1. The problem statement, all variables and given/known data
What are the expansion coefficients of a wavepacket $$\Psi (x) = \sqrt{\frac{2}{L}}sin \frac{\pi x}{L}$$ in the basis Ψn(x) of a particle in a periodic box of size L?

2. Relevant equations
$$\Psi (r,t) = {\sum_{n}^{}} a_{n}(t) \Psi _{n}(r)$$

3. The attempt at a solution
$$\left \langle \Psi _{m}| \Psi \right \rangle= {\sum_{n}^{}} a_{n}(t)\left \langle \Psi _{m}| \Psi_{n} \right \rangle$$

all zero except for m=n therefore

$$a_{n}(t)=\left \langle \Psi _{n}| \Psi \right \rangle$$

so I have a term for the coefficients but how do I apply it to the specific wavefunction? espcially as it has no n in it.
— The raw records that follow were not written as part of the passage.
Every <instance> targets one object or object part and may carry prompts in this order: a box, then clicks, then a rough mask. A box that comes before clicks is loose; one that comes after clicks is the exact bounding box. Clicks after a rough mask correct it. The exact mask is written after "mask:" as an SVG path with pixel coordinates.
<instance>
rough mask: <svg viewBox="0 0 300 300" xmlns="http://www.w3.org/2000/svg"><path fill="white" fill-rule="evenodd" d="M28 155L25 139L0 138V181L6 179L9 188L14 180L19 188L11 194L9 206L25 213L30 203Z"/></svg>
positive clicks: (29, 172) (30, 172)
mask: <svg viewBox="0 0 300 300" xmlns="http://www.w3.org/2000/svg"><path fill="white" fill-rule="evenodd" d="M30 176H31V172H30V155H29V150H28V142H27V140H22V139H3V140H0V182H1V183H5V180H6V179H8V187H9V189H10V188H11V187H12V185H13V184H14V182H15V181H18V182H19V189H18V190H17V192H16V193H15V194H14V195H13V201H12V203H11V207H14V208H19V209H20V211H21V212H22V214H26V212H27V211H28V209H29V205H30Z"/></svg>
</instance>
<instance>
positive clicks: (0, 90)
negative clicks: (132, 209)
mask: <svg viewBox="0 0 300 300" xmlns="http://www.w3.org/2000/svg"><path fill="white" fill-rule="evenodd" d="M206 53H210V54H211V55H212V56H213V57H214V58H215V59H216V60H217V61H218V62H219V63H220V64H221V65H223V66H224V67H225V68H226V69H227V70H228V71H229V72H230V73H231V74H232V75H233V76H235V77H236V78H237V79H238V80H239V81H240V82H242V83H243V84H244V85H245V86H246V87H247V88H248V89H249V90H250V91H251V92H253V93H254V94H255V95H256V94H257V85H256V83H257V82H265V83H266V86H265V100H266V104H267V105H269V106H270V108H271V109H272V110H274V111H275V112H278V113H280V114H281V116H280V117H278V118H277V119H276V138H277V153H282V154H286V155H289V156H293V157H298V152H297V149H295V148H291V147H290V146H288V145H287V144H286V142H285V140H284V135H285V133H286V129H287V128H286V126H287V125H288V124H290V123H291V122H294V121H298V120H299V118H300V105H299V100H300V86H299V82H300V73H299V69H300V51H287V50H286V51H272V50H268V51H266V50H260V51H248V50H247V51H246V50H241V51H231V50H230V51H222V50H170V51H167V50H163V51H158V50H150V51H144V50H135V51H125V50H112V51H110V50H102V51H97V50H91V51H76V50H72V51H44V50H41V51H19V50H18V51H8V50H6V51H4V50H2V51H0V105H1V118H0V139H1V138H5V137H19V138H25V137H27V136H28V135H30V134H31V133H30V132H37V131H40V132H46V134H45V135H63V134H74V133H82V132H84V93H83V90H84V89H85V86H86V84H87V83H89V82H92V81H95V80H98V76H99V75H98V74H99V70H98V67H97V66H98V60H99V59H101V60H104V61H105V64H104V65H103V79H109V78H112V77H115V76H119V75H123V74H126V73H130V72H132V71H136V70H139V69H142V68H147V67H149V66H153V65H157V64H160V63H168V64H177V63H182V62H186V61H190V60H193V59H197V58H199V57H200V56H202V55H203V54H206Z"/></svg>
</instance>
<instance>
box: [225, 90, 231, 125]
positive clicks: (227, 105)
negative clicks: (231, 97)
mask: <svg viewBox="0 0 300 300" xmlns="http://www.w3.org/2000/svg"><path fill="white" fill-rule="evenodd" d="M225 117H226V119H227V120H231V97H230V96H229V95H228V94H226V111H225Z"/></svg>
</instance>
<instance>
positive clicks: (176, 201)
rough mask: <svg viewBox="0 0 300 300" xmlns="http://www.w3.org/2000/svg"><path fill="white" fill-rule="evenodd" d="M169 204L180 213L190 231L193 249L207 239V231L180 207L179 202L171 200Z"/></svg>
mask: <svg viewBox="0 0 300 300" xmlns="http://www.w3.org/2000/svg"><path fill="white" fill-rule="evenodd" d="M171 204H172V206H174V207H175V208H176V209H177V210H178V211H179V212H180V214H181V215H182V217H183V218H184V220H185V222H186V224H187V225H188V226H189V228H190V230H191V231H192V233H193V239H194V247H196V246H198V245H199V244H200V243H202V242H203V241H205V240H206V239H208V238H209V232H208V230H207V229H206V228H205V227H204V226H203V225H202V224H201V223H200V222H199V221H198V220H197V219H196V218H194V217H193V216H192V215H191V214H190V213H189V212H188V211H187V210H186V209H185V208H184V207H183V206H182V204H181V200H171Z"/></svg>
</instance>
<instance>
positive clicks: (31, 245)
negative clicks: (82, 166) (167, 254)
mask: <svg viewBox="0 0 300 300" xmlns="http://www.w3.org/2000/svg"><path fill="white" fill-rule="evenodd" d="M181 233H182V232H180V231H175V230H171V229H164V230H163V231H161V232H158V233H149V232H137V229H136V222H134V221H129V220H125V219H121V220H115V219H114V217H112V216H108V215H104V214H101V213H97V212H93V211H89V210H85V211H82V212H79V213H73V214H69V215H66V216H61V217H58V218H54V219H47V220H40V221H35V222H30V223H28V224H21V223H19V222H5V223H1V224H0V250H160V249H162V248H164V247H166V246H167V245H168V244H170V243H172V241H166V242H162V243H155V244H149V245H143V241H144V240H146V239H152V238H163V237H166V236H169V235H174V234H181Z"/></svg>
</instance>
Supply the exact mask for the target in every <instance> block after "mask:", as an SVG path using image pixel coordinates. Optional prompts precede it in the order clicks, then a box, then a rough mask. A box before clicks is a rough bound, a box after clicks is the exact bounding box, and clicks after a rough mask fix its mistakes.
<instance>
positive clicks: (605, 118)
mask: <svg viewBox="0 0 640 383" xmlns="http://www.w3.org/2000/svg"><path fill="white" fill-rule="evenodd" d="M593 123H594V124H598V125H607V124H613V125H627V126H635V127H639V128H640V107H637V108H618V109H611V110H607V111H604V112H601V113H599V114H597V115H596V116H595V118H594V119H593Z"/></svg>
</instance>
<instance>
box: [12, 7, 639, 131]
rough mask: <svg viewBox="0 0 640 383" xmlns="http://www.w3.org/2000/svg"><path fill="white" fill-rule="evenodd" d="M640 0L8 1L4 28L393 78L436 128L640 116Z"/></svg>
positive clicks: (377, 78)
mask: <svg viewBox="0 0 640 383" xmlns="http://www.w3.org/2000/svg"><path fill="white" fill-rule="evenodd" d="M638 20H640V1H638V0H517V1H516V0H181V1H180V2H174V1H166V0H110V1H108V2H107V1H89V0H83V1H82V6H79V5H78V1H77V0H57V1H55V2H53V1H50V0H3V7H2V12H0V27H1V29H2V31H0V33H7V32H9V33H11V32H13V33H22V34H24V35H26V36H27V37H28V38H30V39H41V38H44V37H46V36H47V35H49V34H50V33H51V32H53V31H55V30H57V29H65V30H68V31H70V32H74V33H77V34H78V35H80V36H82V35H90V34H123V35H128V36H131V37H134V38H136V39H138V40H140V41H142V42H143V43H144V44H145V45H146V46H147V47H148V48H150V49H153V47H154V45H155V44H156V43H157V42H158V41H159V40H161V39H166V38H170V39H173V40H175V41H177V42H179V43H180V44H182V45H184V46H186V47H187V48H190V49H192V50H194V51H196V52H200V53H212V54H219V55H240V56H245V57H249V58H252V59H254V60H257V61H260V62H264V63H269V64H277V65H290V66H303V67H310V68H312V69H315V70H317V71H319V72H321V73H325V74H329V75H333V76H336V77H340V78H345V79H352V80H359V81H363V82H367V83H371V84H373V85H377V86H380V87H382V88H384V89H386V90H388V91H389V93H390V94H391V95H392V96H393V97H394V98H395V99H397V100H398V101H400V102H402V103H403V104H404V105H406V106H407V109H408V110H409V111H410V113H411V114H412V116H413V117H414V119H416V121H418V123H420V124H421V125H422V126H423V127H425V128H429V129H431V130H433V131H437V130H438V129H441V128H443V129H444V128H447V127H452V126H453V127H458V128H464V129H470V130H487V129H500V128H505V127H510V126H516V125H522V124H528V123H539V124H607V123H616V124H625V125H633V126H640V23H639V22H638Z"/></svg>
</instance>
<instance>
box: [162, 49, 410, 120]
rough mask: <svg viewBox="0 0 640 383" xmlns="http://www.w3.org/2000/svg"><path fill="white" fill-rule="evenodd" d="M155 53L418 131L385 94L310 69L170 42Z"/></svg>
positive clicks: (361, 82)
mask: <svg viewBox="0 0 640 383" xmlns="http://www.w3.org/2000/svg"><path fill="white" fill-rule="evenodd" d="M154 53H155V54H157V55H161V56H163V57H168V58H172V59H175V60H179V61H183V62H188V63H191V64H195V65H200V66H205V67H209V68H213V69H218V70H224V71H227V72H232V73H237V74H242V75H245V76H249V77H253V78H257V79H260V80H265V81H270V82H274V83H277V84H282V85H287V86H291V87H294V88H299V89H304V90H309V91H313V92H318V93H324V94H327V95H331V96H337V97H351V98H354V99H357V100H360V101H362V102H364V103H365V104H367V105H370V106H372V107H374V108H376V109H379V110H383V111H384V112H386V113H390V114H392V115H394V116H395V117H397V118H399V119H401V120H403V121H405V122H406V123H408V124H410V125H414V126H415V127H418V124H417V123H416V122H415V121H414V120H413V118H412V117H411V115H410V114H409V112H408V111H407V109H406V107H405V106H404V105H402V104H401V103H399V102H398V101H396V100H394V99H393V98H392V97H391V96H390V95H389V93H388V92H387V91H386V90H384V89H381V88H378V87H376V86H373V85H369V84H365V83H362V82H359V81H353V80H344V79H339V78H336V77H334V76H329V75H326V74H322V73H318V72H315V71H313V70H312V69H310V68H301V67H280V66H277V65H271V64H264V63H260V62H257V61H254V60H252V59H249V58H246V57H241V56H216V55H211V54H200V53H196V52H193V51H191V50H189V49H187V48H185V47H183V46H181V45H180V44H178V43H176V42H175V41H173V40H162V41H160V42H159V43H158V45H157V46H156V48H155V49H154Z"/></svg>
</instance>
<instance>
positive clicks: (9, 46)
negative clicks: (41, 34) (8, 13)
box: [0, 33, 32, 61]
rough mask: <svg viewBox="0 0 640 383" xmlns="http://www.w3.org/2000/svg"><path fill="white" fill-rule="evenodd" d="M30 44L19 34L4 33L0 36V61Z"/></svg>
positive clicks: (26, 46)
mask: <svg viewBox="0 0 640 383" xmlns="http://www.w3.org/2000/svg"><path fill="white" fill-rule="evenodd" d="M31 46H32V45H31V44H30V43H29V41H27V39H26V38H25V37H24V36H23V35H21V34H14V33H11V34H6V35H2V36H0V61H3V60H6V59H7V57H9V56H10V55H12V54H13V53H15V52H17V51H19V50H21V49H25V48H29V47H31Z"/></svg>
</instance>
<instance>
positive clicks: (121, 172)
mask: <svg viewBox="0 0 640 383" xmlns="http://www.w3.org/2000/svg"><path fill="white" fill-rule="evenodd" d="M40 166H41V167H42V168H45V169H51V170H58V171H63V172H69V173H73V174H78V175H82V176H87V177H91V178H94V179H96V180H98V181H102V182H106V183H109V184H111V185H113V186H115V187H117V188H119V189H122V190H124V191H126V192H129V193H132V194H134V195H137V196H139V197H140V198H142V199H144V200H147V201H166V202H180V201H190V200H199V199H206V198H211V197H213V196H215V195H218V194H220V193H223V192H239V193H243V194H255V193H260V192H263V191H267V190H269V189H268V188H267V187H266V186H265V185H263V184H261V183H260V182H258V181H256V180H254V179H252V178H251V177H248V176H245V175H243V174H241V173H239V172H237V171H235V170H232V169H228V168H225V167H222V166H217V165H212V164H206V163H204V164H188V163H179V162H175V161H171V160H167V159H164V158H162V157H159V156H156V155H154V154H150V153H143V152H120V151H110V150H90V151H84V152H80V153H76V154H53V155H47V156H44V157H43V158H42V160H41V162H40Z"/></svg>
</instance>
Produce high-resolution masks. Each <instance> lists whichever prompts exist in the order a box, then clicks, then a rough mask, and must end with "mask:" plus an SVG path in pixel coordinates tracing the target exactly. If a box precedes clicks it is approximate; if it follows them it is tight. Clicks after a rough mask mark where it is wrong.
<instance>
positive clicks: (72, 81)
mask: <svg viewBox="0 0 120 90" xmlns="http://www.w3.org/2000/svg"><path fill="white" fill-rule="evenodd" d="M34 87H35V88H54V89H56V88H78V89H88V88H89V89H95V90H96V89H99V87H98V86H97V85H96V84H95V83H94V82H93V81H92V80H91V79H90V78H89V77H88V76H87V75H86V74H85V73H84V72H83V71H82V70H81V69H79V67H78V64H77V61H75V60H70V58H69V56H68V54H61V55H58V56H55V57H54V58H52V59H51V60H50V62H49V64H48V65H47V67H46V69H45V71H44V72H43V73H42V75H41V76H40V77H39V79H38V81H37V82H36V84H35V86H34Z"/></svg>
Any help as always very much appreciated. Thanks.

2. Dec 6, 2014

### Orodruin

Staff Emeritus
What are the basis functions for your potential?

3. Dec 6, 2014

### rwooduk

hmm do you mean the basis wavefunctions? if it's a periodic box then

$$\Psi _{n}=\sqrt{\frac{1}{L}} exp(\frac{i2\pi nx }{L})$$

so i substitute this into the above an(t) equation?

edit i expanded the exponential in terms of cos and sin but it gets a bit complicated, also not sure what to do with the Σan thats on the right hand side.

Last edited: Dec 6, 2014
4. Dec 6, 2014

### Orodruin

Staff Emeritus
It will be more fruitful to expand the sine in terms of exponentials ...

5. Jan 4, 2015

### rwooduk

Apologies for the late reply. I'm getting really lost with this one, I'm really not sure my method is correct as there is no time dependance in either wavefunction, so why am I using an(t).

If I use:
$$a_{n}(t)=\left \langle \Psi _{n}| \Psi \right \rangle$$
with

$$\Psi _{n}=\sqrt{\frac{1}{L}} exp(\frac{i2\pi nx }{L})$$
$$\Psi (x) = \sqrt{\frac{2}{L}}sin \frac{\pi x}{L}$$

but then expand

$$\Psi (x) = \sqrt{\frac{2}{L}}sin \frac{\pi x}{L}$$

$$\Psi (x) = \sqrt{\frac{2}{L}}sin \frac{\pi x}{L} = \sqrt{\frac{2}{L}}\frac{1}{2i}(exp\frac{in\pi}{L}- exp \frac{-in\pi}{L})$$

so I get

$$a_{n}(t) = \int_{0}^{L} \sqrt{\frac{1}{L}} exp(\frac{i2\pi nx }{L})\sqrt{\frac{2}{L}}\frac{1}{2i}(exp\frac{in\pi}{L}- exp \frac{-in\pi}{L}) dx$$

this cant be correct?

any further help on this would be appreciated, I still dont really understand what the question is asking to be honest.